Spain expects to meet its deficit-reduction targets this year without imposing new austerity measures as market confidence in the country's public finances has recovered, the prime minister said Wednesday.
Jose Luis Rodriguez Zapatero said Portugal's request for a bailout last week will be the last in Europe's sovereign debt crisis.
Zapatero spoke in Beijing at a press conference after a meeting with Chinese investors at the conclusion of a two-day visit. Excerpts of his remarks were carried on Spanish National Television.
Spain has cut civil servant wages and other spending and frozen retirement pensions as part of an austerity plan designed to slash its bloated deficit and ward off the possibility of contagion from the eurozone debt crisis.

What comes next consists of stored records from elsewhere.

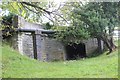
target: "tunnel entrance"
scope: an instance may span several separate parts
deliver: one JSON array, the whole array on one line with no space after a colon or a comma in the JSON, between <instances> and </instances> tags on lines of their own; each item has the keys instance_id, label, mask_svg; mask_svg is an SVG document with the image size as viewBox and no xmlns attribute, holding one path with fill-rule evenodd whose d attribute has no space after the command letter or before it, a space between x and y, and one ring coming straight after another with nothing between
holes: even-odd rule
<instances>
[{"instance_id":1,"label":"tunnel entrance","mask_svg":"<svg viewBox=\"0 0 120 80\"><path fill-rule=\"evenodd\" d=\"M66 46L67 60L76 60L86 57L86 49L84 43L72 44Z\"/></svg>"}]
</instances>

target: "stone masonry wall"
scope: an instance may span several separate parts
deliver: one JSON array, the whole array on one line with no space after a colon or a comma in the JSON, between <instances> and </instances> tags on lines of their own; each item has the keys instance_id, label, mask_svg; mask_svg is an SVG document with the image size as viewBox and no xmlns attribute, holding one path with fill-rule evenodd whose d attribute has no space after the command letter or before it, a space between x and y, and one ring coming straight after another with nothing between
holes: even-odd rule
<instances>
[{"instance_id":1,"label":"stone masonry wall","mask_svg":"<svg viewBox=\"0 0 120 80\"><path fill-rule=\"evenodd\" d=\"M16 21L15 21L16 22ZM37 59L41 61L54 61L54 60L65 60L65 49L64 46L51 38L48 38L47 34L39 34L38 29L43 29L39 24L29 23L23 18L18 17L18 27L21 29L34 29L36 30L36 48L37 48ZM34 58L33 50L33 36L28 32L18 32L17 34L17 45L18 51L22 55ZM15 37L13 38L15 39Z\"/></svg>"},{"instance_id":2,"label":"stone masonry wall","mask_svg":"<svg viewBox=\"0 0 120 80\"><path fill-rule=\"evenodd\" d=\"M28 57L34 58L33 53L33 39L31 33L23 33L22 35L22 50L23 54L27 55Z\"/></svg>"},{"instance_id":3,"label":"stone masonry wall","mask_svg":"<svg viewBox=\"0 0 120 80\"><path fill-rule=\"evenodd\" d=\"M16 22L16 21L15 21ZM37 48L37 59L41 61L55 61L55 60L66 60L65 46L55 39L47 37L47 34L41 34L37 32L38 29L43 29L39 24L29 23L23 18L18 17L18 27L21 29L34 29L36 30L36 48ZM14 45L22 55L34 58L33 50L33 36L31 33L18 32L11 38L11 45ZM97 39L84 40L86 53L90 55L97 49Z\"/></svg>"},{"instance_id":4,"label":"stone masonry wall","mask_svg":"<svg viewBox=\"0 0 120 80\"><path fill-rule=\"evenodd\" d=\"M45 40L44 35L36 34L36 47L37 47L37 59L41 61L46 61L45 53Z\"/></svg>"},{"instance_id":5,"label":"stone masonry wall","mask_svg":"<svg viewBox=\"0 0 120 80\"><path fill-rule=\"evenodd\" d=\"M98 42L96 38L84 40L83 43L85 43L87 56L91 55L98 47Z\"/></svg>"},{"instance_id":6,"label":"stone masonry wall","mask_svg":"<svg viewBox=\"0 0 120 80\"><path fill-rule=\"evenodd\" d=\"M21 29L43 29L43 26L37 23L27 22L24 18L18 16L18 26Z\"/></svg>"},{"instance_id":7,"label":"stone masonry wall","mask_svg":"<svg viewBox=\"0 0 120 80\"><path fill-rule=\"evenodd\" d=\"M42 26L35 23L29 23L24 18L16 16L18 20L14 21L15 25L18 25L18 28L21 29L42 29ZM17 22L18 21L18 22ZM18 24L16 24L18 23ZM17 37L13 37L13 39L17 39L18 51L22 55L27 55L30 58L34 58L34 51L33 51L33 36L30 32L18 32L16 34Z\"/></svg>"},{"instance_id":8,"label":"stone masonry wall","mask_svg":"<svg viewBox=\"0 0 120 80\"><path fill-rule=\"evenodd\" d=\"M41 25L29 23L21 17L18 17L18 27L21 29L42 29ZM19 32L18 47L18 50L21 54L27 55L30 58L34 58L33 36L30 32Z\"/></svg>"},{"instance_id":9,"label":"stone masonry wall","mask_svg":"<svg viewBox=\"0 0 120 80\"><path fill-rule=\"evenodd\" d=\"M55 39L45 38L47 61L66 60L64 45Z\"/></svg>"}]
</instances>

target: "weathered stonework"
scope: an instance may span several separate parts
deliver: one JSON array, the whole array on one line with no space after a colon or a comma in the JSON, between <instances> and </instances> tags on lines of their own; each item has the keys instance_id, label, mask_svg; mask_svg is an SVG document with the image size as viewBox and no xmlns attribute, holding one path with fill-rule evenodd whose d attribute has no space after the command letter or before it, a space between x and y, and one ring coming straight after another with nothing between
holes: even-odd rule
<instances>
[{"instance_id":1,"label":"weathered stonework","mask_svg":"<svg viewBox=\"0 0 120 80\"><path fill-rule=\"evenodd\" d=\"M16 20L18 19L18 20ZM20 29L35 30L34 32L18 32L10 41L11 45L22 55L35 58L41 61L66 60L67 53L63 43L49 38L47 34L42 34L43 26L29 23L21 17L15 17L13 25ZM89 56L97 49L97 40L84 40L86 54Z\"/></svg>"},{"instance_id":2,"label":"weathered stonework","mask_svg":"<svg viewBox=\"0 0 120 80\"><path fill-rule=\"evenodd\" d=\"M48 37L45 37L44 40L47 61L66 60L65 47L61 42Z\"/></svg>"},{"instance_id":3,"label":"weathered stonework","mask_svg":"<svg viewBox=\"0 0 120 80\"><path fill-rule=\"evenodd\" d=\"M34 54L33 54L33 40L32 40L32 36L31 36L31 33L23 33L22 34L22 47L23 49L23 54L31 57L31 58L34 58ZM21 45L21 44L20 44ZM21 50L21 51L22 51Z\"/></svg>"},{"instance_id":4,"label":"weathered stonework","mask_svg":"<svg viewBox=\"0 0 120 80\"><path fill-rule=\"evenodd\" d=\"M97 49L98 46L96 38L84 40L83 43L85 44L87 56L91 55Z\"/></svg>"},{"instance_id":5,"label":"weathered stonework","mask_svg":"<svg viewBox=\"0 0 120 80\"><path fill-rule=\"evenodd\" d=\"M39 31L40 29L43 29L41 25L29 23L23 18L17 16L14 20L13 25L15 25L15 27L17 25L20 29L35 30L34 34L32 32L18 32L16 37L11 38L11 42L13 42L14 39L17 39L14 41L16 42L15 44L17 44L14 48L22 55L35 58L35 54L37 54L37 59L41 61L65 60L64 46L60 42L48 38L47 34L42 34ZM33 40L36 41L36 44L34 44ZM34 45L36 46L36 53L34 51Z\"/></svg>"}]
</instances>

Its deficit target for this year is 6.0 percent of GDP, down from about 9 percent in 2010.
The International Monetary Fund says the 2011 figure is about right, but it expects Spain's deficit-reduction drive to slow down as the country fights to recover from recession and deals with a 20 percent jobless rate. The IMF forecast Monday the deficit will be 5.6 percent of economic output in 2012, way above the 4.4 percent foreseen by the government.
Still, Zapatero was adamant that Spain has imposed all the belt-tightening it needs: "There is no forecast on the horizon that we will have to take more austerity measures. None."
He said the Cabinet will approve an important reform measure on Friday but gave no details. Spanish media quoted government officials as saying it would involve fighting tax evasion by rooting out Spain's large underground economy. Some estimates say it accounts for as much as 20 percent of the country's output.